Ich muss nächste Woche eine Präsentation zur Beziehungsgeschichte zwischen Polen und Deutschen halten. Anschließend folgt noch ein Kolloquium, weswegen ich hoffe, dass ihr mich bei der Vorbereitung ein wenig unterstützen könnt.

Zum einen suche ich Fragen, die man mir evt. stellen könnte.

Zum anderen wüsste ich gerne eure Meinung zu folgenden zwei Fragen, die ich mir selbst gestellt habe:
1. Warum findet die polnische Geschichte im Vergleich zu der jüdischen so wenig Beachtung?
Die polnische Geschichte findet genausowenig bzw. genausoviel Beachtung wie die ostmitteleuropäische Geschichte insgesamt, sie wird genauso ignoriert wie tschechische, ungarische, litauische oder bulgarische Geschichte.
Jüdische Geschichte wird "nur" in Zusammenhang mit der Shoa gelehrt, Wissen über die Geschichte der europäischen Juden vor dem 20. Jhdt. findet sich nur selten in den Lehrbüchern.

Marla schrieb:
2. Inwieweit bestimmt die Beziehungsgeschichte mit Polen unsere Gegenwart?

Wäre echt dankbar, wenn mir jemand helfen kann. Bin schon jetzt ein Nervenbündel wegen der Prüfung.
Liebe Grüße

Marla
Polen ist eines der Länder die von der Geschichte am meisten gebeutelt wurden. Die einstige Großmacht (die polnisch-litauische Union beherrschte im 16. Jhdt. ein Riesenreich, von der Ostsee bis ans Schwarze Meer, von Danzig bis vor die Tore Moskaus) sank im 17. Jhdt. zum Spielball europäischer Machtpolitik herab, wurde 3 Mal geteilt und verschwand für 100 Jahre vollständig von den Landkarten.

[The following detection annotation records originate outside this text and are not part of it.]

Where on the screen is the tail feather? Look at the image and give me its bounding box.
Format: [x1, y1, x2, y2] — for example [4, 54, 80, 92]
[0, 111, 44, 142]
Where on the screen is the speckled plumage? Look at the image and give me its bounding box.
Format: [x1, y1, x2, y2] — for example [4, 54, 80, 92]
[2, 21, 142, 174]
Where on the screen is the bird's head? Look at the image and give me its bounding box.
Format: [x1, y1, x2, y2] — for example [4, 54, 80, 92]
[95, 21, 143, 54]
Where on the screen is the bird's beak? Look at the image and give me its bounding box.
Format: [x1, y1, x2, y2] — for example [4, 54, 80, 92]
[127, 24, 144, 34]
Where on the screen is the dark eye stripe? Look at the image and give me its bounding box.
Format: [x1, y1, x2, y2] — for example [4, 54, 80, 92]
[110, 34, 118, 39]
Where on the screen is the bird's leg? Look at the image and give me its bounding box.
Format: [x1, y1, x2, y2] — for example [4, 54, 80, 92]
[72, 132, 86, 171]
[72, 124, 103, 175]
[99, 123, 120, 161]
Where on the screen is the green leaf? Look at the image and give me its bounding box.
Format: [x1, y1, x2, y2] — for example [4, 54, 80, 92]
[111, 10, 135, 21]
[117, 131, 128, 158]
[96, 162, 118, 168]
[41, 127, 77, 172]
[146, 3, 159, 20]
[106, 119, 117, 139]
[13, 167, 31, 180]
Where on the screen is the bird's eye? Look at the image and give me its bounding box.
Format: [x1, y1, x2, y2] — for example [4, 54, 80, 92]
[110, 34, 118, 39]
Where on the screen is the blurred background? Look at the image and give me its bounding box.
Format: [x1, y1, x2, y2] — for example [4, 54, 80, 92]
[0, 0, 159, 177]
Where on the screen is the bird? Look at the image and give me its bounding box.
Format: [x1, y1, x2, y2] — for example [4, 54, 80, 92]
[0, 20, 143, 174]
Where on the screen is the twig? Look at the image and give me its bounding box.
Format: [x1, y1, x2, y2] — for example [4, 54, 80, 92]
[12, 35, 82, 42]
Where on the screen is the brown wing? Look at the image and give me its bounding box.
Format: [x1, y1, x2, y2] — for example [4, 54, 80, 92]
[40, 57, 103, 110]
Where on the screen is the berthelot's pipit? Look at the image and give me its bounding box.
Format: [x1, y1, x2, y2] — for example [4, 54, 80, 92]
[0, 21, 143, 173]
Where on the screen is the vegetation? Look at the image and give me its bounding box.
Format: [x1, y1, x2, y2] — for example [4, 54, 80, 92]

Der deutsch-polnische Gegensatz wurzelt in der Zeit der Teilung, der von den Preussen besetzte Teil Polens wurde von Bismarck und Wilhelm II. zu germanisieren versucht.

Nach dem ersten Weltkrieg wurde Polen wiederhergestellt, der polnische Staat schob sich zwischen die Provinz Ostpreussen und den Hauptteil des Reiches, die national gemischte Stadt Danzig wurde Freistaat.

1939 überfiel Nazideutschland Polen, der zweite Weltkrieg begann. In diesem Krieg wurde Polen fast komplett verwüstet, die Zerstörungen polnischer Städte waren fast total. Nach Kriegsende wurde quasi das gesamte Land nach Westen verschoben - Stalin besetzte die Ostprovinzen Polens und siedelte die Bewohner in die vom Reich abgetrenten und ethnisch gesäuberten Gebiete östlich der Oder, Ostrpeussen und Schlesien um.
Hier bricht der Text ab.